Amber Larkin (Windermere, Florida) founded the Noah’s Light Foundation in 2010. At the time, her young son Noah was one year into a battle with pediatric brain cancer, a fight he tragically would lose in 2012. The Noah’s Light Foundation’s mission is to find a cure for pediatric brain cancer by supporting visionary doctors in pediatric oncology, funding new research, raising awareness, and enriching the lives of the brave children struggling with the disease. Larkin is championing the development of a new protocol called “NOAH Protocol” that hopefully will lead to a cure for brain cancer.

Chris McElwee (Fort Washington, Pennsylvania) lost his brother to leukemia, a personal tragedy that led to him founding Michael’s Way in 1996. The organization’s mission is to lessen the financial burden on families of children with cancer. Since Michael’s Way was formed, approximately $400,000 has been distributed annually to families in need. McElwee is credited with raising millions of dollars himself over the years. One hundred percent of all donations received by Michael’s Way go directly to families affect by children’s cancer.
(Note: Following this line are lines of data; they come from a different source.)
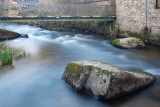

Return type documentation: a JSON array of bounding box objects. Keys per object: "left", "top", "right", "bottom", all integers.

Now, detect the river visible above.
[{"left": 0, "top": 23, "right": 160, "bottom": 107}]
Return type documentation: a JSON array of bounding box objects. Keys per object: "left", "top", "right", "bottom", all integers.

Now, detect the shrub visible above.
[{"left": 0, "top": 43, "right": 26, "bottom": 66}]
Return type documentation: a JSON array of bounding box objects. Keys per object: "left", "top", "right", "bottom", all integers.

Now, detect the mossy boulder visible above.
[
  {"left": 112, "top": 37, "right": 145, "bottom": 49},
  {"left": 62, "top": 60, "right": 155, "bottom": 100},
  {"left": 0, "top": 29, "right": 21, "bottom": 40}
]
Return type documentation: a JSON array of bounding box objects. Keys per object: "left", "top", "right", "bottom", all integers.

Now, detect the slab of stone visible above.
[{"left": 62, "top": 60, "right": 155, "bottom": 100}]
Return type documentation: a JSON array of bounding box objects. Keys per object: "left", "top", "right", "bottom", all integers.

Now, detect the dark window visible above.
[{"left": 156, "top": 0, "right": 160, "bottom": 9}]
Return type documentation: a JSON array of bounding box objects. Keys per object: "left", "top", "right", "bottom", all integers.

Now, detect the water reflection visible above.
[{"left": 0, "top": 23, "right": 160, "bottom": 107}]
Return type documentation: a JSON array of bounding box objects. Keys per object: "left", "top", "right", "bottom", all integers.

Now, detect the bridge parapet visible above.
[{"left": 0, "top": 3, "right": 116, "bottom": 18}]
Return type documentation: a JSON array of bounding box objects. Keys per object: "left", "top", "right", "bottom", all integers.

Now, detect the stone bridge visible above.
[{"left": 0, "top": 3, "right": 116, "bottom": 18}]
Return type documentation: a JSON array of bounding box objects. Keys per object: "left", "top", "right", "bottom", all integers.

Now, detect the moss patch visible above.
[
  {"left": 0, "top": 29, "right": 16, "bottom": 36},
  {"left": 66, "top": 63, "right": 79, "bottom": 72},
  {"left": 111, "top": 39, "right": 120, "bottom": 45},
  {"left": 93, "top": 60, "right": 123, "bottom": 70}
]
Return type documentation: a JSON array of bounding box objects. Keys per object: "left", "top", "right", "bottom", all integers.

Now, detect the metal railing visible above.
[{"left": 0, "top": 3, "right": 115, "bottom": 18}]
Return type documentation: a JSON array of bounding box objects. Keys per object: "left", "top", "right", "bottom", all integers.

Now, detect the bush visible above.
[{"left": 0, "top": 43, "right": 26, "bottom": 66}]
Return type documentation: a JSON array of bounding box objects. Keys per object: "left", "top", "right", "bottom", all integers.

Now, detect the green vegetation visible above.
[
  {"left": 112, "top": 39, "right": 120, "bottom": 45},
  {"left": 136, "top": 71, "right": 153, "bottom": 76},
  {"left": 0, "top": 18, "right": 115, "bottom": 22},
  {"left": 0, "top": 29, "right": 16, "bottom": 35},
  {"left": 0, "top": 43, "right": 26, "bottom": 66}
]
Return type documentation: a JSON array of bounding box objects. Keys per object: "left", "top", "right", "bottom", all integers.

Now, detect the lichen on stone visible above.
[{"left": 66, "top": 63, "right": 79, "bottom": 72}]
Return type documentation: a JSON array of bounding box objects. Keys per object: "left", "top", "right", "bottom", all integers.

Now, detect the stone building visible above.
[{"left": 116, "top": 0, "right": 160, "bottom": 45}]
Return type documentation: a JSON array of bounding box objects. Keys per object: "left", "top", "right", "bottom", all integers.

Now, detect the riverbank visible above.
[
  {"left": 0, "top": 29, "right": 21, "bottom": 40},
  {"left": 0, "top": 18, "right": 115, "bottom": 35},
  {"left": 0, "top": 23, "right": 160, "bottom": 107},
  {"left": 0, "top": 18, "right": 160, "bottom": 46}
]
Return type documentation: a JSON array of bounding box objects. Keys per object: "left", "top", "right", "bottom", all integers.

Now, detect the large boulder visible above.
[
  {"left": 112, "top": 37, "right": 145, "bottom": 49},
  {"left": 0, "top": 29, "right": 21, "bottom": 40},
  {"left": 62, "top": 60, "right": 155, "bottom": 100}
]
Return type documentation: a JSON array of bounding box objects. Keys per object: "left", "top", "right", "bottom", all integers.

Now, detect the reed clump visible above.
[{"left": 0, "top": 42, "right": 26, "bottom": 66}]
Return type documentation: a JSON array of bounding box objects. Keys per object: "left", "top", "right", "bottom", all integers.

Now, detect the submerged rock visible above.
[
  {"left": 62, "top": 60, "right": 155, "bottom": 100},
  {"left": 112, "top": 37, "right": 145, "bottom": 49},
  {"left": 0, "top": 29, "right": 21, "bottom": 40}
]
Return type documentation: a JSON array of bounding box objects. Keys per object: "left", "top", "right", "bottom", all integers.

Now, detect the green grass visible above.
[
  {"left": 0, "top": 29, "right": 16, "bottom": 35},
  {"left": 0, "top": 18, "right": 115, "bottom": 22},
  {"left": 0, "top": 43, "right": 26, "bottom": 66}
]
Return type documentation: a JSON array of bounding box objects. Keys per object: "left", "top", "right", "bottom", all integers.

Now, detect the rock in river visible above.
[
  {"left": 112, "top": 37, "right": 145, "bottom": 49},
  {"left": 0, "top": 29, "right": 21, "bottom": 40},
  {"left": 62, "top": 60, "right": 155, "bottom": 100}
]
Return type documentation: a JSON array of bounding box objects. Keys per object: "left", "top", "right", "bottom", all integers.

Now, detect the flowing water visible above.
[{"left": 0, "top": 23, "right": 160, "bottom": 107}]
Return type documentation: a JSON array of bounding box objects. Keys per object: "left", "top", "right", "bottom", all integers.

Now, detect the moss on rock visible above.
[
  {"left": 66, "top": 63, "right": 79, "bottom": 72},
  {"left": 0, "top": 29, "right": 21, "bottom": 40},
  {"left": 111, "top": 39, "right": 120, "bottom": 45}
]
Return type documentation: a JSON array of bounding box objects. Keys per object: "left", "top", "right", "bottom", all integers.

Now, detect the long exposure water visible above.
[{"left": 0, "top": 23, "right": 160, "bottom": 107}]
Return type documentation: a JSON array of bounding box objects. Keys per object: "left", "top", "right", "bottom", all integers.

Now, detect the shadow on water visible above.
[{"left": 0, "top": 23, "right": 160, "bottom": 107}]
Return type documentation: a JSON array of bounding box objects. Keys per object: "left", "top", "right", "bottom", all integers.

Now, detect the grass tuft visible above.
[{"left": 0, "top": 43, "right": 26, "bottom": 66}]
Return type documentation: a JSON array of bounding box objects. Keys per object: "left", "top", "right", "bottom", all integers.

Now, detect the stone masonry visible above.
[{"left": 116, "top": 0, "right": 160, "bottom": 45}]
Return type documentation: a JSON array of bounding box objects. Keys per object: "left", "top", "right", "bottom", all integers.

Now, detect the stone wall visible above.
[{"left": 116, "top": 0, "right": 160, "bottom": 45}]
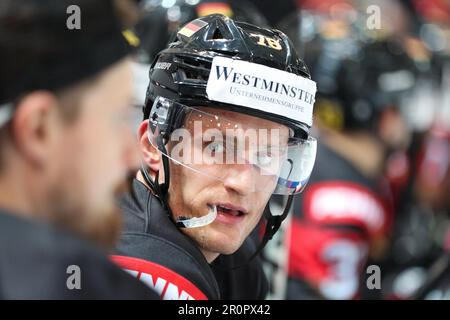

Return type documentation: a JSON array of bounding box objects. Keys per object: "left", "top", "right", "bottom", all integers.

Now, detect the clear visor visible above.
[{"left": 149, "top": 97, "right": 317, "bottom": 195}]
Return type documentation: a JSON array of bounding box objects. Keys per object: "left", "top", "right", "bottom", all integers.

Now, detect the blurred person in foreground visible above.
[{"left": 0, "top": 0, "right": 155, "bottom": 299}]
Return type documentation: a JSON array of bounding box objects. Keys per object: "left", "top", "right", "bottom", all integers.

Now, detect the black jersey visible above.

Daniel Noltemeyer (Louisville, Kentucky) is a 32-year-old with Down syndrome who was the driving force behind the establishment of Best Buddies Kentucky, part of the national Best Buddies social inclusion program for people with disabilities. Noltemeyer writes and speaks extensively to foster awareness of Best Buddies Kentucky. In 2012, he wrote an editorial in the Louisville Courier Journal that addressed discrimination often experienced by people with Intellectual Development Disabilities. Noltemeyer also is a high-profile Best Buddies Ambassador for Best Buddies International.